According to standard ACMG guidelines for BP3: "In-frame deletions/insertions in repetitive region without a known function.". This is a missense variant, not an in-frame indel. Therefore, BP3 is not applied.

BP4

BP4 (Supporting)

According to VCEP guidelines for BP4: "Supporting Strength: Protein Analysis: REVEL score ≤.249; RNA: at least one well-established in silico predictor shows impact on splicing.". The evidence shows REVEL score 0.18 (≤.249) and SpliceAI score 0.02 indicating no splicing impact. Therefore, BP4 is applied at Supporting strength.

BP5

BP5 (Not Applied)

According to standard ACMG guidelines for BP5: "Variant found in trans with a pathogenic variant for a fully penetrant dominant disorder.". No such data are available.
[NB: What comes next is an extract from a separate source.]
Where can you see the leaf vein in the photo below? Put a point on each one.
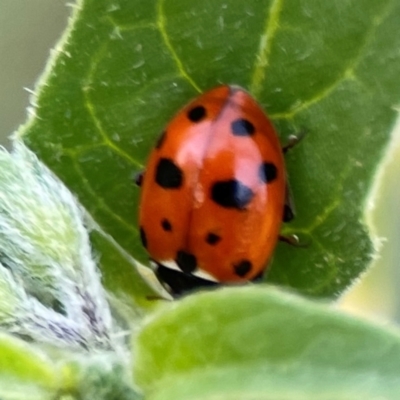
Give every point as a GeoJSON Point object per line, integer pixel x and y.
{"type": "Point", "coordinates": [161, 24]}
{"type": "Point", "coordinates": [261, 61]}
Therefore, BP5 is not applied.

BP6

BP6 (Not Applied)

According to standard ACMG guidelines for BP6: "Reputable source reports variant as benign.". No reputable source classifies this as benign. Therefore, BP6 is not applied.

BP7

BP7 (Not Applied)

According to standard ACMG guidelines for BP7: "Synonymous variant for which splicing prediction algorithms predict no impact on splicing.". This is a missense variant. Therefore, BP7 is not applied.